On Saturday night, Louisville beat Cincinnati, 50-44, to win the Big East championship in what was one of the more singularly preposterous matchups of the entire run-up to the NCAA tournament. Prior to this weekend, these two teams had played each other in championship games in two other conferences - the Metro and Conference USA. One of those conferences even still exists.
All weekend, there was about the tournament the slightly musty smell of encroaching obsolescence. There was a time, and not so long ago, when the Big East was a spotlit thing, playing its tournament in New York, its original membership constructed from schools with long basketball traditions and large eastern media markets. It made stars, like Pearl Washington at Syracuse, and it made people like Patrick Ewing who already were stars into superstars. This year, its championship game was a contest between two teams from the Ohio River basin.
Pierce goes on to complain that the Big East is losing its identity with Pitt and Syracuse decamping for the ACC and West Virginia headed for the Big XII. My first reaction to this piece was that Pierce is writing from his roots. College football now dominates college basketball and the various moves that schools are making are all based on football. The Big East lost the aforementioned teams not because the conference is weak in basketball, but rather because it was imploding in football (especially with the prospect of BCS auto-bids going away) and the ACC and Big XII presented better options. In fact, the Big East brought about its own demise by ignoring the importance of college football, most notably when they turned Penn State away in 1989. Shockingly enough, a writer from Massachusetts - a college football wasteland - cannot quite come to grips with this reality.
My second thought is to wonder whether the addition of Pitt and Syracuse will make the ACC a better basketball property and re-energize the league.

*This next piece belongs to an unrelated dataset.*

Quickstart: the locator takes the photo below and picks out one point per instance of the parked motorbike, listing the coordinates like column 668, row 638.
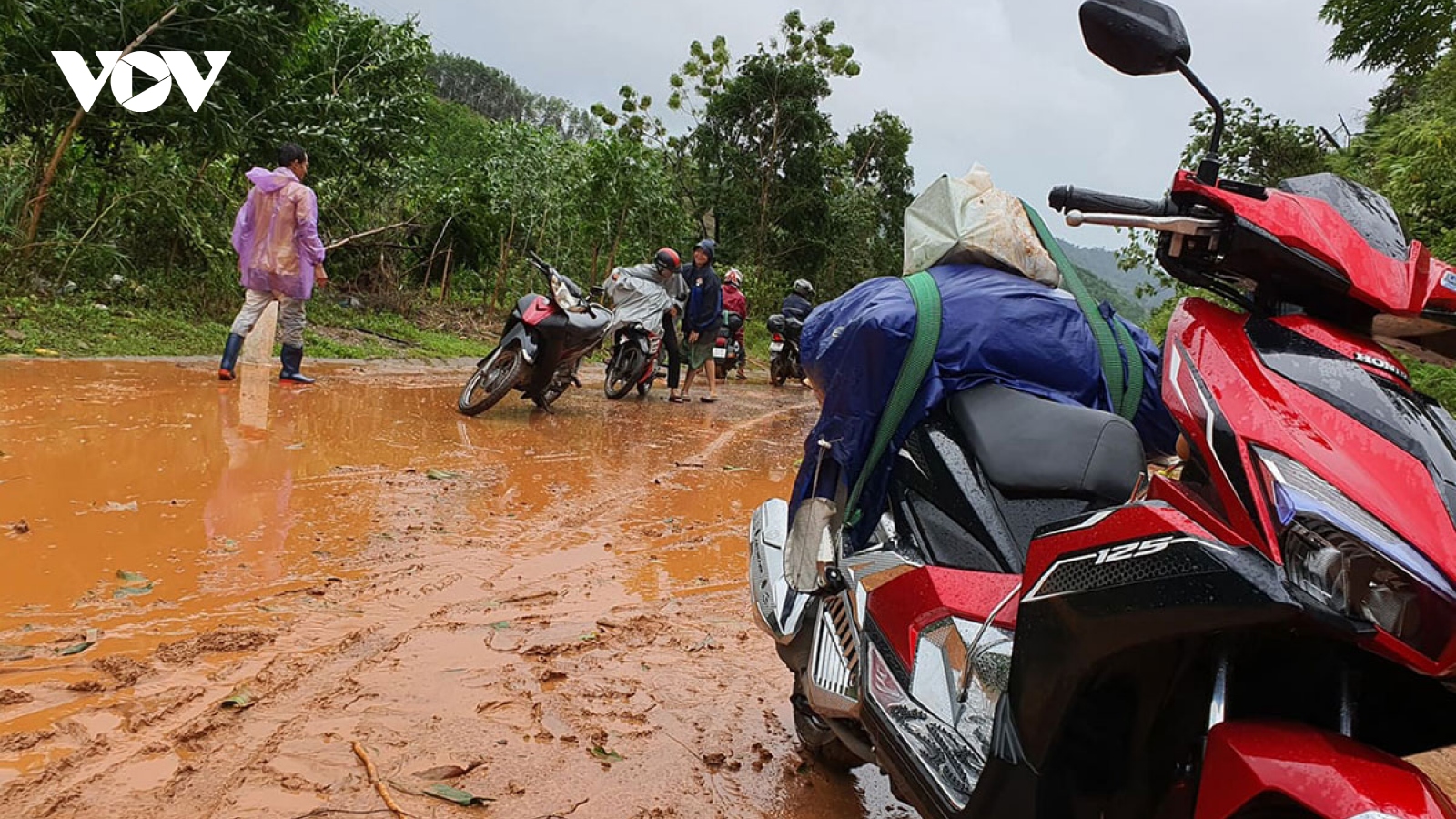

The obvious answer is that it will. If Syracuse remains at its current level, then it will, at a minimum, turn a bi-polar league into a tri-polar one. More good teams means more good games, which in turn means more interest. On the other hand, what Pierce is talking about with the Big East is the loss of its brand as a Northeastern basketball conference. He does not feel the same attachment to the conference when two teams from the Ohio Valley are playing at MSG in a tournament final. If Pierce is representative, then adding Pitt and Syracuse poses a challenge for the ACC. The league's identity has always been as a Southern basketball conference. Does the brand suffer when it adds excellent basketball programs from outside of the region?